Traditional developmental models tend to explain new abilities as the result of new mental representations or cognitive structures forming inside the child’s mind. DST flips this: new behaviors emerge from the interaction of all available components, including the body, the environment, the task at hand, and the child’s history of prior movements and experiences. A baby learning to reach for a toy isn’t simply executing a motor program stored in the brain. The reach emerges from the baby’s current arm strength, posture, motivation, the weight and position of the toy, and dozens of other factors converging in that moment.

Applications in Psychotherapy

DST has also been applied to understanding how people change during psychotherapy. In a study examining cognitive therapy for depression, researchers proposed that therapeutic change follows dynamic systems principles. They found that two factors predicted the most improvement by the end of treatment: less “protection” of existing depressive patterns and more “destabilization” of those patterns during sessions.

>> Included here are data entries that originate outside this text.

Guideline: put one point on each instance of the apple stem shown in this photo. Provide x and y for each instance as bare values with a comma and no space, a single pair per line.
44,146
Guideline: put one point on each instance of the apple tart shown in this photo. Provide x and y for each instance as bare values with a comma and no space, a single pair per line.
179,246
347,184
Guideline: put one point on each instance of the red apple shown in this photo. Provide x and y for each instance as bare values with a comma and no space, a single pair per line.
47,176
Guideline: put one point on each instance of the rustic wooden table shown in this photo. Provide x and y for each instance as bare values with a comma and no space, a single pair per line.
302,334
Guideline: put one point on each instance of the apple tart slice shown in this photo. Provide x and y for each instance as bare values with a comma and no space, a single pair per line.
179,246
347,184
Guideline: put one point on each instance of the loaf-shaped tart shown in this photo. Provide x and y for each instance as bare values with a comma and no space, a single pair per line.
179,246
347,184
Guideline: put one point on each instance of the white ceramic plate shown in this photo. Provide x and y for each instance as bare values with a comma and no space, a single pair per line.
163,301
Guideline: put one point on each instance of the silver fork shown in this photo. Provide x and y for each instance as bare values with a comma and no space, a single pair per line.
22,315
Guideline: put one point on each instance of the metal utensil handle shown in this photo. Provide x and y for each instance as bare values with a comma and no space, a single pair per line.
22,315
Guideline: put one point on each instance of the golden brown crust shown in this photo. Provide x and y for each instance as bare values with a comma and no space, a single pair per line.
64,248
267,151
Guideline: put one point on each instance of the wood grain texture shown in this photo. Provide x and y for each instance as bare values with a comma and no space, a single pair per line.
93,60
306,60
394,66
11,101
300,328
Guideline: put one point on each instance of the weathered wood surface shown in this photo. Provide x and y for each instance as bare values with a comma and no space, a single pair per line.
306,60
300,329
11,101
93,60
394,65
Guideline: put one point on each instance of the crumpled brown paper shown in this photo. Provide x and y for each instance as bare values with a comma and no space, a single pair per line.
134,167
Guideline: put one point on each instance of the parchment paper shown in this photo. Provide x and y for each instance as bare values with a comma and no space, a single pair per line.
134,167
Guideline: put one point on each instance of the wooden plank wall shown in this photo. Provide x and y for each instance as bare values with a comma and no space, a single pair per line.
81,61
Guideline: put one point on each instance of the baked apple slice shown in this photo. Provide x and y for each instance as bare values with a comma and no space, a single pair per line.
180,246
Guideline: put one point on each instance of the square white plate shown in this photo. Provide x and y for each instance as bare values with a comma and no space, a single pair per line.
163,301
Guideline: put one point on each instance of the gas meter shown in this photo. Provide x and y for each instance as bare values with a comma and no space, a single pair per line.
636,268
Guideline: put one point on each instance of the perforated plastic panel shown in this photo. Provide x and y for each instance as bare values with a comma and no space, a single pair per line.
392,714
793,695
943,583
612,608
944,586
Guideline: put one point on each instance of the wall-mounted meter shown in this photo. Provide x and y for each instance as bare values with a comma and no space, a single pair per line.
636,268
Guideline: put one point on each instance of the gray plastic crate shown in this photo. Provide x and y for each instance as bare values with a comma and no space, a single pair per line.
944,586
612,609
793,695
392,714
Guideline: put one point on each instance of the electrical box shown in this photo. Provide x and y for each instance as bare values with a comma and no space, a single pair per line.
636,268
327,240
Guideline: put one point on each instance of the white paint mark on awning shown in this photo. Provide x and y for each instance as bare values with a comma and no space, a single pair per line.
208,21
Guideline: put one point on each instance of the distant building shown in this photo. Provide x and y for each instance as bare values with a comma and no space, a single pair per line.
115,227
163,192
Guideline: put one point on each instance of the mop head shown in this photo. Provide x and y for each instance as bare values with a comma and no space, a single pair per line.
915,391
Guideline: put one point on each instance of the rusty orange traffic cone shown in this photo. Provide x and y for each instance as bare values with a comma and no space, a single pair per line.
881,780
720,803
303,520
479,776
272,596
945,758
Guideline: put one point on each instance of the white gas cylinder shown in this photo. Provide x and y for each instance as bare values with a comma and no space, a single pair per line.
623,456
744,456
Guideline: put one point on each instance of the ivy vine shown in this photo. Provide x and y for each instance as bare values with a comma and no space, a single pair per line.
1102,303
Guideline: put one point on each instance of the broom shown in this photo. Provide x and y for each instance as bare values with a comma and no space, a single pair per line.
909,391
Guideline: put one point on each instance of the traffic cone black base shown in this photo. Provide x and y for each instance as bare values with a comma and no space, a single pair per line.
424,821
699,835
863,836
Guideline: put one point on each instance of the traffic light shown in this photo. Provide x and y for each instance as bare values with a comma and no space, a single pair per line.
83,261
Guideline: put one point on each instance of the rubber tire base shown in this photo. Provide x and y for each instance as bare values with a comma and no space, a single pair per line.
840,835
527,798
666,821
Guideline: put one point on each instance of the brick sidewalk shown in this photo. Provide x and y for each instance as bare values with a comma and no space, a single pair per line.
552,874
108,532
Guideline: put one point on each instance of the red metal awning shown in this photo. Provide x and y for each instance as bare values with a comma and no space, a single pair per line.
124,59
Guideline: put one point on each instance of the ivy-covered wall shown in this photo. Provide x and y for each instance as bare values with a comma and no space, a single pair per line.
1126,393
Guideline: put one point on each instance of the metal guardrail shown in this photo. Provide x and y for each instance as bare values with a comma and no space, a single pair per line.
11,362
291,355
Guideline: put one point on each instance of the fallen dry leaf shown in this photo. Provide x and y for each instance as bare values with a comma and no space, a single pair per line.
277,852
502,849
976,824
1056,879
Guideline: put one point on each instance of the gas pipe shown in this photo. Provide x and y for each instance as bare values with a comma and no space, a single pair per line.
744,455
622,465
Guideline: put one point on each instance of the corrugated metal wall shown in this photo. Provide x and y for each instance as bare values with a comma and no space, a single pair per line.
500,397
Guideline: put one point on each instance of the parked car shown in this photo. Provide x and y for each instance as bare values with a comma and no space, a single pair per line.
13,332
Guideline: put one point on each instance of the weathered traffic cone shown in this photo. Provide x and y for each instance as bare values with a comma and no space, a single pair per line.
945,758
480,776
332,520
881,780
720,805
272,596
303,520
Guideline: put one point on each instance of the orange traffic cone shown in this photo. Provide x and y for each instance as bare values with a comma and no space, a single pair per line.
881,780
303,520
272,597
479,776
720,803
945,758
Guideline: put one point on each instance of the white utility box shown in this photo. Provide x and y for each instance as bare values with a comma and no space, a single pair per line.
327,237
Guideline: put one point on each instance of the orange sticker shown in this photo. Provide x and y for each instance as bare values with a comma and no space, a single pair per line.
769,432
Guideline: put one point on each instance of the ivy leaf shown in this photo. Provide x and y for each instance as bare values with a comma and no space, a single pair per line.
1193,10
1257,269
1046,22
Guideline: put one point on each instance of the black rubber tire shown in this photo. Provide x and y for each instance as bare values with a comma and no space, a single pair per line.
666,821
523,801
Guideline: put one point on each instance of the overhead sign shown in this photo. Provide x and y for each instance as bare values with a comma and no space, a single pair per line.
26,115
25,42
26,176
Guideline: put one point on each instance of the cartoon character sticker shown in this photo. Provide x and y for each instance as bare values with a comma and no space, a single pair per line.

In practical terms, destabilization meant the therapy involved more emotional intensity, more exploration of the historical roots of current problems, exposure to multiple sources of new information that contradicted the depressive worldview, and repeated practice of new skills. The therapist’s role was to provide enough support and stability that the patient could tolerate this destabilization without being overwhelmed. This maps neatly onto DST concepts: the depressive pattern is an attractor state, the therapeutic interventions act as control parameters that gradually destabilize the old pattern, and improvement represents a bifurcation into a new, healthier attractor.

Applications in Robotics and AI

In robotics, DST-informed thinking shows up in how engineers design robots that learn complex physical skills. Rather than programming every movement explicitly, researchers embed prior knowledge about physical principles, motor primitives, and control hierarchies into the learning process. These structured assumptions guide the robot’s learning, much like the body’s physical properties guide an infant’s emerging movements.

This approach has been applied to robot table tennis, tactile manipulation, four-legged locomotion, and dynamic motor skills on humanoid arms. By building in knowledge about things like contact dynamics and modular control structures, robots can acquire versatile skills with far less training data than they would otherwise need. The underlying philosophy is deeply DST-flavored: behavior isn’t centrally commanded but emerges from the interaction of the system’s components with its environment, shaped by the physical constraints and opportunities the body provides.

How DST Differs From Traditional Models

The sharpest contrast between DST and traditional approaches comes down to where you locate the source of new behavior. In classical cognitive or maturational models, new abilities come from inside the organism: a new brain structure comes online, a new mental representation forms, a genetic program unfolds on schedule. Change is driven by a specific internal cause.

DST rejects this single-cause logic. Change emerges from the whole system. No single component is privileged as “the” cause. A small, gradual change in one part of the system can trigger a dramatic reorganization of the whole, and the same component that matters in one context may be irrelevant in another. This makes DST inherently contextual. It treats variability not as noise or error, but as a window into the system’s dynamics and a necessary ingredient for change.

This shift has practical consequences. If you’re trying to help a child develop a motor skill, a DST perspective suggests you shouldn’t just wait for the brain to “mature.” You might change the physical environment, alter the task demands, or adjust the child’s posture, any of which could be the control parameter that tips the system into a new pattern. The same logic applies to therapy, education, or rehabilitation: change the right constraint, and the system reorganizes itself.